Ireland suddenly finds itself today in the early phases of Jefferson’s dilemma. Now that the Irish pastoralists begin to face philosophical differences with their big industrial masters, Germany and France in particular, they will find the same issues.
Commentator Carlos Alberto Montaner who lives in Spain, says there is no such thing as Europe.
“There are French, English, Italians, Spaniards et al, but the inhabitants of the Old World still have not shown anything resembling a common soul and probably never will,” he says in a recent Washington Post article.
He also cites Argentine writer Mariano Grondona who says the same about MERCOSUR, a Latin American body conceived in the manner of the European Union
“I know many Argentines who would be willing to die or kill for Argentina, but I don't know a single one who is ready to do so for MERCOSUR,” says Grondona.
Their commentary suggests the United States prior to federation and shortly after as Ulysses S. Grant described it in his memoirs; a land made up of small communities with localized idioms. The Civil War changed all that.
Lincoln and Grant had to bring in the Irish landing in a horde in New York (including my great grandfather) to suppress the Virginians and the southern pastoralists when the inevitable crisis erupted. Perhaps in time the EU federalists will have to pull in its people in all those Eastern Bloc and Orthodox Christian countries and the Turks and Muslims on the far edge of Europe who so want to participate to suppress a new Irish insurgency.
There is a process or arc in the life cycle of federations which have grown so rapidly in the world since the mid-1800s. These are not traditional empires like China, Russia or the rise of England under Elizabeth I. They are Instant Empires. Their longevity is still up for debate. They are ad hoc groupings of related areas forming together for an immediate purpose; usually defense or economic betterment.
In the United States it was a case of the strong industrial regions dominating the pastoral regions by brute force in the Civil War. We are taught constantly here in the North that this war was fought to fight slavery but letters home by Vermont soldiers show little interest in liberating slaves. Almost all say they entered the fight to prevent the South from seceding from the federation signed on to in 1776.
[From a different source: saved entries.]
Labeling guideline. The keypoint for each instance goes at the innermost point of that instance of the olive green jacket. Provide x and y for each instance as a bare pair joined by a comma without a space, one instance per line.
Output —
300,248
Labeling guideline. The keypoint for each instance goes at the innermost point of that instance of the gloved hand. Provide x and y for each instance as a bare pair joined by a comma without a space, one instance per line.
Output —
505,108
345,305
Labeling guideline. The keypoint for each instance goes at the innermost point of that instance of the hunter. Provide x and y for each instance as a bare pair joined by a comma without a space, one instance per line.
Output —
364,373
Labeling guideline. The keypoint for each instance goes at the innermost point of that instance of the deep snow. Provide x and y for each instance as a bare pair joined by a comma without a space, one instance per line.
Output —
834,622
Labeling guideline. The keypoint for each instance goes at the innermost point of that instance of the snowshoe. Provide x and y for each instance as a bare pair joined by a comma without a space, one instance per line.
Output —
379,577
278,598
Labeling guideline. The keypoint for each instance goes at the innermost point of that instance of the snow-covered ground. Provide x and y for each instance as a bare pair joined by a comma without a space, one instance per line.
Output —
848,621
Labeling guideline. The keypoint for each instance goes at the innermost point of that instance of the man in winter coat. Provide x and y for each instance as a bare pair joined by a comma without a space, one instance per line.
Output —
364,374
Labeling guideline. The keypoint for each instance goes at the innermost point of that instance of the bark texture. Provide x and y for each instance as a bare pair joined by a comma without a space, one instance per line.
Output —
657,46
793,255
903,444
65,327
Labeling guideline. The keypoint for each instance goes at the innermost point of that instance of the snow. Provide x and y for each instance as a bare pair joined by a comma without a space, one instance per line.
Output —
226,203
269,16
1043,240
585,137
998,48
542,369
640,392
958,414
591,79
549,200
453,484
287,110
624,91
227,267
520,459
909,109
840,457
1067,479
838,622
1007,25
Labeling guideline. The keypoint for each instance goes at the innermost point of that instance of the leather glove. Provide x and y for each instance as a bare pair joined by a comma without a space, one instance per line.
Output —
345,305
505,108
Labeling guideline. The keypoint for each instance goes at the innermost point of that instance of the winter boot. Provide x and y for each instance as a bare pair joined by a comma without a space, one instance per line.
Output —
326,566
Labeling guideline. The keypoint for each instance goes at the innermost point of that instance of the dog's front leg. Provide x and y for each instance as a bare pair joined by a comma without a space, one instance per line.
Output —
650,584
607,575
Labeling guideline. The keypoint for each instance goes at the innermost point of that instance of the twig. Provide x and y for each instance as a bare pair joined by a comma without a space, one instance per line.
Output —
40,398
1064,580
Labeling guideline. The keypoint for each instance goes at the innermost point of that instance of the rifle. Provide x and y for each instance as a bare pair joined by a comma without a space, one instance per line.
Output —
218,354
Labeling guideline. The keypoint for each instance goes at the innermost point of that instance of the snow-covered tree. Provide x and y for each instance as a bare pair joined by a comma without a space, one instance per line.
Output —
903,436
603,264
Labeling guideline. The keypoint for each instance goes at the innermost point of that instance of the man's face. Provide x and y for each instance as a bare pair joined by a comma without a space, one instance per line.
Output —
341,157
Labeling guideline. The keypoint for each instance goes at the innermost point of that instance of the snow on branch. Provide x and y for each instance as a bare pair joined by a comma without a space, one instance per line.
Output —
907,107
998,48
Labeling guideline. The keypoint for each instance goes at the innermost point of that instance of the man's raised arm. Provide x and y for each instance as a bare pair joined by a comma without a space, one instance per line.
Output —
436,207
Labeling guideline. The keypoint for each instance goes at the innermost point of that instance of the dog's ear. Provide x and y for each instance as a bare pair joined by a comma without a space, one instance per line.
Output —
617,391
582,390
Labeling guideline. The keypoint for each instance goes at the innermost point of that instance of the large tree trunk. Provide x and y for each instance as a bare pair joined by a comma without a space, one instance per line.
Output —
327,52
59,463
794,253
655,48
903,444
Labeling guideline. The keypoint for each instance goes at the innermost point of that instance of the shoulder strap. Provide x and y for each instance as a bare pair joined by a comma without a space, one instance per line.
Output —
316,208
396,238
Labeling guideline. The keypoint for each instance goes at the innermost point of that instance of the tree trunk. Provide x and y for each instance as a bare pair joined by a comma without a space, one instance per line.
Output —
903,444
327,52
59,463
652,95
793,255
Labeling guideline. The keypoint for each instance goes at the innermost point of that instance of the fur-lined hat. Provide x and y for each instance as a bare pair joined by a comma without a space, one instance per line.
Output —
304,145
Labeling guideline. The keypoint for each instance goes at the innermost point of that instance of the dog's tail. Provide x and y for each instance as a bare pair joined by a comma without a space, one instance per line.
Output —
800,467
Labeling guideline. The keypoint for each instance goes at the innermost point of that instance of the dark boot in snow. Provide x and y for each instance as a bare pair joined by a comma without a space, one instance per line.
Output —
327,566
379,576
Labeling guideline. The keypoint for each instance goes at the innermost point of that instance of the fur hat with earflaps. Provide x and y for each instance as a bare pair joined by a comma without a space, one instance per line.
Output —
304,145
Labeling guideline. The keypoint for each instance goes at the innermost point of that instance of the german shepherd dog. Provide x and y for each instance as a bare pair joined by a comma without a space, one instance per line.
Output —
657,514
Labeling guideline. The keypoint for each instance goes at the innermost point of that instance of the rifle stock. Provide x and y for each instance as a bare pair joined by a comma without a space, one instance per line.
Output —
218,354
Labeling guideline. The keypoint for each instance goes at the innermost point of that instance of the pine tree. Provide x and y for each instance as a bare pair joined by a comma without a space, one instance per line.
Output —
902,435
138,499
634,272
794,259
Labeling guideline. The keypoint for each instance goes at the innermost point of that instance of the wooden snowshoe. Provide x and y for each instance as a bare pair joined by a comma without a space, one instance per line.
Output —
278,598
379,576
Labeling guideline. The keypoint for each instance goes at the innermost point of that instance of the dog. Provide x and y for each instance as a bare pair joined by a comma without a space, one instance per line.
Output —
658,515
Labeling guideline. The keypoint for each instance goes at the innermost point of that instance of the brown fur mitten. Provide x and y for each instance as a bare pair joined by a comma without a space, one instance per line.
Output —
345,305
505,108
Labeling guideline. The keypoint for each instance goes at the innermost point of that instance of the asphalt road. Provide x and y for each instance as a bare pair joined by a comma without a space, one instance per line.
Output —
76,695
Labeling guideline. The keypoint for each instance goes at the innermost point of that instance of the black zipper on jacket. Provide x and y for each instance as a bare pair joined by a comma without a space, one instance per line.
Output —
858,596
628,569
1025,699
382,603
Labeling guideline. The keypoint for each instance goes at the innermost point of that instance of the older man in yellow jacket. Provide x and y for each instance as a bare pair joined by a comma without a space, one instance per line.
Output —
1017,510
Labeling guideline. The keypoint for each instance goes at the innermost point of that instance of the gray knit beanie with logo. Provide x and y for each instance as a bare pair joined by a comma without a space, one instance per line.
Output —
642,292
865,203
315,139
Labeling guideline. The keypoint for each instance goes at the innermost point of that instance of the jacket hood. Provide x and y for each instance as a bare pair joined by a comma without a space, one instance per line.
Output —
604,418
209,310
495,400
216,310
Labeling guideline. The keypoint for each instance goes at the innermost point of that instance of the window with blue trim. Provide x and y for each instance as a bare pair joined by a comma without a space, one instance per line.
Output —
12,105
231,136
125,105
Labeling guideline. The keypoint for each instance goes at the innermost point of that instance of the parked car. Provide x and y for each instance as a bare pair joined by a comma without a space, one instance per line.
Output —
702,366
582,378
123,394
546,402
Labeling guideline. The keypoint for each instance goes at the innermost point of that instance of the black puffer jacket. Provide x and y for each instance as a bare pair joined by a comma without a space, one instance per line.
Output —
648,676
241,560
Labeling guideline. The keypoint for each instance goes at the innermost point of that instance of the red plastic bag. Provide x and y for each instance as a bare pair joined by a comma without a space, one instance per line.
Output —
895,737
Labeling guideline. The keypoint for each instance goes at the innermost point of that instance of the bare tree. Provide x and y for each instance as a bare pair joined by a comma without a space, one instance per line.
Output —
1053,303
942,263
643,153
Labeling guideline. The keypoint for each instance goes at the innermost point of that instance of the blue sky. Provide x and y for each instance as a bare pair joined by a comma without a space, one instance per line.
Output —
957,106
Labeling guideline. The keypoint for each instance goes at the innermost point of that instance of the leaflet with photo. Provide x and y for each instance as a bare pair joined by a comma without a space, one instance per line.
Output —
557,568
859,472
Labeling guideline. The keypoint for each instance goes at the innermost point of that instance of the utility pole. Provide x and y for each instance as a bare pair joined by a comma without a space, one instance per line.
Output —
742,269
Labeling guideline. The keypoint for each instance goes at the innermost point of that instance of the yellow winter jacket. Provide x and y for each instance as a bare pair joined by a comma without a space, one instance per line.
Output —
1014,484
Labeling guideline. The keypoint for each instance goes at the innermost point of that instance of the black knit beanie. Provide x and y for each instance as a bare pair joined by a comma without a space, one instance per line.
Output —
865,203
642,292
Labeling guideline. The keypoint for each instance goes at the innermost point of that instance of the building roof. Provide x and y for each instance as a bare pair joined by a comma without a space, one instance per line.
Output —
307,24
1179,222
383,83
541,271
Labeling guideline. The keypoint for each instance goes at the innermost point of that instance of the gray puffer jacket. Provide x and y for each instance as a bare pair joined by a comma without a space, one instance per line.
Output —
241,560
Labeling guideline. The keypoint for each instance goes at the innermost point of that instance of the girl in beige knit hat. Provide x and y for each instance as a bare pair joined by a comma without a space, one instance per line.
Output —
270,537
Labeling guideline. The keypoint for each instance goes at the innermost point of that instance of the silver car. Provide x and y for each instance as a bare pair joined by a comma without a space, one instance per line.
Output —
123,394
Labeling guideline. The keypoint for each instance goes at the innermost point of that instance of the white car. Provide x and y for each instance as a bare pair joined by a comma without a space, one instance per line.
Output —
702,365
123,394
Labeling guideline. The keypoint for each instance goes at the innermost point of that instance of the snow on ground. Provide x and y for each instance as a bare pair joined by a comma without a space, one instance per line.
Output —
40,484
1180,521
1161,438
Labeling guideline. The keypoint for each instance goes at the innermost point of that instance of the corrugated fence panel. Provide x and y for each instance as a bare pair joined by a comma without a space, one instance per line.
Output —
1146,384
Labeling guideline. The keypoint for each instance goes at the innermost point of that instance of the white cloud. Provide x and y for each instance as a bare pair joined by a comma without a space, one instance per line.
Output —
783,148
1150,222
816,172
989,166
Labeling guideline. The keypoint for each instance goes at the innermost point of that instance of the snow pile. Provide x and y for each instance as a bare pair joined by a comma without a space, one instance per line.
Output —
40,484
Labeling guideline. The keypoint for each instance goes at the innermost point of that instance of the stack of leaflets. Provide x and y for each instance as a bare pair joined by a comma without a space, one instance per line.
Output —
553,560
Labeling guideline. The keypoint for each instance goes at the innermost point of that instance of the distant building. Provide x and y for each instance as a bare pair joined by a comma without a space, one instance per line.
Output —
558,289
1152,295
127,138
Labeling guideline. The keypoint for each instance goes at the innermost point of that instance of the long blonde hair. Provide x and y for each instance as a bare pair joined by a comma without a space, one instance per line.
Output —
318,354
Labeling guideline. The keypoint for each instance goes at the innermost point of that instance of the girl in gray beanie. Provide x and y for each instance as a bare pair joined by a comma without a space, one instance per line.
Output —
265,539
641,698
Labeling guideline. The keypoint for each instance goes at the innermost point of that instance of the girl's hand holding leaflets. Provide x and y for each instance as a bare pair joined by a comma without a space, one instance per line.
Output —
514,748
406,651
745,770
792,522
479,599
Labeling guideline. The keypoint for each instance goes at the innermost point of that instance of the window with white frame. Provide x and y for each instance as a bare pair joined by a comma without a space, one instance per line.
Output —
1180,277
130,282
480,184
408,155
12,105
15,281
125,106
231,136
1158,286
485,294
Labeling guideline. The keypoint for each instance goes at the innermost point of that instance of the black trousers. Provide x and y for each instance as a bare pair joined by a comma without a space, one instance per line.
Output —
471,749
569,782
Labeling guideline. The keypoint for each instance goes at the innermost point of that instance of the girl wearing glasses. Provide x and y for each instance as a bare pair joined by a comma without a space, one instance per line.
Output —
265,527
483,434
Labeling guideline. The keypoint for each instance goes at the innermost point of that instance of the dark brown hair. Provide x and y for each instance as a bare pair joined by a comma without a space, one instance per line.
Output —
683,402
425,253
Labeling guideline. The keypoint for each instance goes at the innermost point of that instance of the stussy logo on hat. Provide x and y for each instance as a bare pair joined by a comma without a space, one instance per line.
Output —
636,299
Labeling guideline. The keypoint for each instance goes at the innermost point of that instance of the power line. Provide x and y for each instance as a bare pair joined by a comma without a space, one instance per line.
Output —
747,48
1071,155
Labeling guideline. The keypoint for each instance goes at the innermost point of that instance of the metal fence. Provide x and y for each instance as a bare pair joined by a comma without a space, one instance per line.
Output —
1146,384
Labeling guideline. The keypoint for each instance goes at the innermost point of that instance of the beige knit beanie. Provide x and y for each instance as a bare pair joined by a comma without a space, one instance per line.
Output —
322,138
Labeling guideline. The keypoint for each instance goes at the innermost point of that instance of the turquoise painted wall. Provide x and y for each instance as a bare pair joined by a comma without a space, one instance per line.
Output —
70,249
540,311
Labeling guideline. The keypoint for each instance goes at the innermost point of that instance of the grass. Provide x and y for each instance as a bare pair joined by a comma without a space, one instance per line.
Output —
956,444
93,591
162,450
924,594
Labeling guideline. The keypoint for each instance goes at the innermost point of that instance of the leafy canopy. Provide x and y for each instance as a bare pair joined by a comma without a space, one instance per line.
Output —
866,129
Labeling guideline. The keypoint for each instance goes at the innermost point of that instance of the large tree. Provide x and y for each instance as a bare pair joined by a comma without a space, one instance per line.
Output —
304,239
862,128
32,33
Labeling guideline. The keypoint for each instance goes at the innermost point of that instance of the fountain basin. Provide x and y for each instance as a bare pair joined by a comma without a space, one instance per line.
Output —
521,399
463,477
Europe today is on precisely the same path. The Irish may have seen an opportunity to transcend British cultural dominance by joining the EU. But now it must wonder how it will fare as a German substate, as the new Euro core is largely France/Germany; Sarko's France the submissive yin in full cooperation with the dominant and stronger yang force next door. (Did somebody say Vichy?)
How should Ireland find its way in this world?
It shouldn’t.
When the Irish left home, where did they go? Germany? France? No. They went to Manchester, England, until they had enough cash on hand to make passage to New York and Boston. If Ireland wanted to be a substate to anyone, it should be the free world on this side of the Atlantic which it helped create.
But Ireland now has the opportunity to lead the world out of the soulless and generic mentality of one-size-fits-all federalism to find its own nature again and find its way as a free state and a free people in a free world, beholding to no one on moral issues or any other.
1 comment:
You should ask Grondona to go beyond his exclusive social circle, and his nationalist and bourgeois mentality. His "many Argentines" would be businesspeople, large landowners, military officers, Catholic priests. In fact, most of Argentines are not aware of the benefits of MERCOSUR for them, but there is a significant segment who would be well diposed to share their destinies with Brazilians, Uruguayans and Paraguayans.